Até 11 de maio de 1937, quando o Caldeirão da Santa Cruz do Deserto foi invadido e bombardeado pela Polícia Militar do Ceará e pelo Exército Brasileiro, sob ordens do governo Vargas. Centenas de sertanejos foram massacrados e os familiares e descendentes dos mortos nunca descobriram onde estão os corpos, pois as autoridades não informaram o local da vala comum onde as pessoas foram jogadas – na tentativa de que foram esquecidas.
Com a mão apoiada na cabeça grisalha, Nêgo Bispo conta: “Palmares, Canudos, Caldeirão, Pau de Colher… eles foram bombardeados pelo Estado por serem uma ameaça ao colonialismo”.
E ao citar essa palavra, ele se volta ao conceito que elaborou quando surgiu a lógica capitalista: “Assim como fiz com a gente, eu resolvi denominar os gestos e modos colonialistas e foi quando defendi o Contracolonialismo”.
Nêgo Bispo explica que o conceito é como um antídoto para o veneno. Não como uma teoria, mas como uma trajetória, uma prática, um modo de vida. O modo de vida do quilombo: “Quiseram ir contra o termo, porque já existia a ideia de decolonialidade. Mas eu não retiro o que escrevo. A decolonialidade cabe para quem luta para descolonizar os seus. Mas eu não fui colonizado, eu sou quilombola.”, afirma Nêgo Bispo.
O pensador explica que o plantio do alimento, o cuidado na lavoura e com os animais fazem parte da luta concreta do cotidiano contra o colonialismo.
Quando ele diz “A terra dá, a terra quer”, ele indica a vida cíclica e orgânica da natureza, muito mais do que a ideia de “preservação” disseminada pela lógica colonialista: “'A terra dá, a terra quer' quer dizer: se relacionacione com o meio ambiente. Preservar? O meio ambiente não precisa dos nossos cuidados, ele quem cuida de nós.”
O contracolonial repete o título do nome de seu livro, assim como sua Mestra dizia, e como seu neto, Norberto Máximo, disse naquela manhã.
Por enfrentar a produção do saber da sociedade colonizadora, Nêgo Bispo já negou receber um título de Doutor Honoris Causa da universidade.

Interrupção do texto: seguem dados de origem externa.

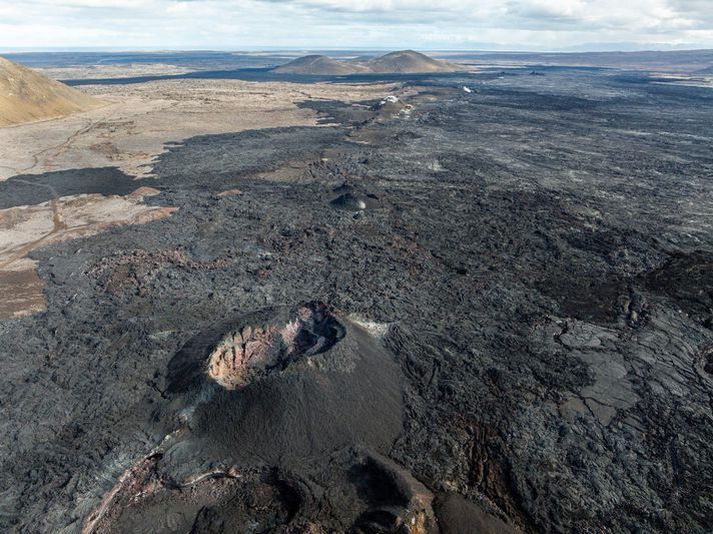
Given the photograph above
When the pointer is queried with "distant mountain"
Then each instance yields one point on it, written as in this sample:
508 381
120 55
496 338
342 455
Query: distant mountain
26 95
409 62
405 61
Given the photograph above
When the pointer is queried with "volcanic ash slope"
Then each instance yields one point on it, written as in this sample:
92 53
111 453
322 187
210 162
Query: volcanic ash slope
26 95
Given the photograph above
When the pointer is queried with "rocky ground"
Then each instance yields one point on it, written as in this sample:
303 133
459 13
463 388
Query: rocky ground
485 310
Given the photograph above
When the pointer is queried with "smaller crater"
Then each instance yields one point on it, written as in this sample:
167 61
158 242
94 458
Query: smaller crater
252 352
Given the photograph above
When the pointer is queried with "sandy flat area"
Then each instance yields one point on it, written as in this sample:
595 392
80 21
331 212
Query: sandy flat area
129 132
138 120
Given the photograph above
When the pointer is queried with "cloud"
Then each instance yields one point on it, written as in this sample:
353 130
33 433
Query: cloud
244 24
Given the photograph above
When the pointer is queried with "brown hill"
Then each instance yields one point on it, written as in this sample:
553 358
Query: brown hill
319 66
26 95
408 61
405 61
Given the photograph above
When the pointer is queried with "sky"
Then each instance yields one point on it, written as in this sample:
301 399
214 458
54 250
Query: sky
356 24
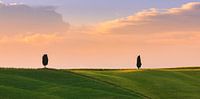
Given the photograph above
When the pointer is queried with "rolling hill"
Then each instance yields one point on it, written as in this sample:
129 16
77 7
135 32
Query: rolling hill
100 84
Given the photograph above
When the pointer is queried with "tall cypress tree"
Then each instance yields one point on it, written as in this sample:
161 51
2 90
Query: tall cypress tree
139 63
45 60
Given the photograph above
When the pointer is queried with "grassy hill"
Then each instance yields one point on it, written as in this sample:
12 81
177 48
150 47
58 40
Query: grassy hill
100 84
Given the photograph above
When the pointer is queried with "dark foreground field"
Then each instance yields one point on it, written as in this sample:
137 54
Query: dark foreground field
100 84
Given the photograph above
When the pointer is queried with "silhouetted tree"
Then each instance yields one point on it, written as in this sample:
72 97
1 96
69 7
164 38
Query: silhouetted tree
45 60
139 63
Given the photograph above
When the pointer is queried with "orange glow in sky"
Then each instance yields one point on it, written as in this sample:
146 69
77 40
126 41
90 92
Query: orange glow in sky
163 37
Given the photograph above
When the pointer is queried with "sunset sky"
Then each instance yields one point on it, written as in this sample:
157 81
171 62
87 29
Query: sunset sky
99 33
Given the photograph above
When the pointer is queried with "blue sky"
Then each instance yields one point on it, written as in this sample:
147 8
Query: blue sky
84 12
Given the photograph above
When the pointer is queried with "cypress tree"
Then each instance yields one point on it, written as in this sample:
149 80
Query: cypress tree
139 63
45 60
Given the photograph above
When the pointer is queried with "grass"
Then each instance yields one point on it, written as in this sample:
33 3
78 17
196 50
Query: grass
56 84
171 83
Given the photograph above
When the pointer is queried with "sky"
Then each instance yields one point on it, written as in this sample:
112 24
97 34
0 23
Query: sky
99 33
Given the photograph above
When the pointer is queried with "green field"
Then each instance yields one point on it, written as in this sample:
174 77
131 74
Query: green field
100 84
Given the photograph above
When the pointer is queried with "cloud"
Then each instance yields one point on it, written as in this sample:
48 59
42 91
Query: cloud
156 21
21 19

Ele se apresenta: “Meu nome é Antônio Bispo dos Santos, mas me chamam de Nêgo Bispo ou Velho Bispo… As pessoas me chamam da maneira que convém a elas e eu respondo da maneira que me convém. Eu não sou um pensador, não sou um escritor, não sou um poeta, apenas. Eu sou tudo isso dentro da luta contracolonialista”.
No vai-vem da rede de dentro de sua casa no Quilombo Saco Curtume, em São João do Piauí, Nêgo Bispo se faz entender que não se coloca um fim em uma comunidade quando ela é massacrada, nem após a passagem de um membro da família. Não existe fim quando o saber quilombola é repassado. Apenas começo, meio e começo.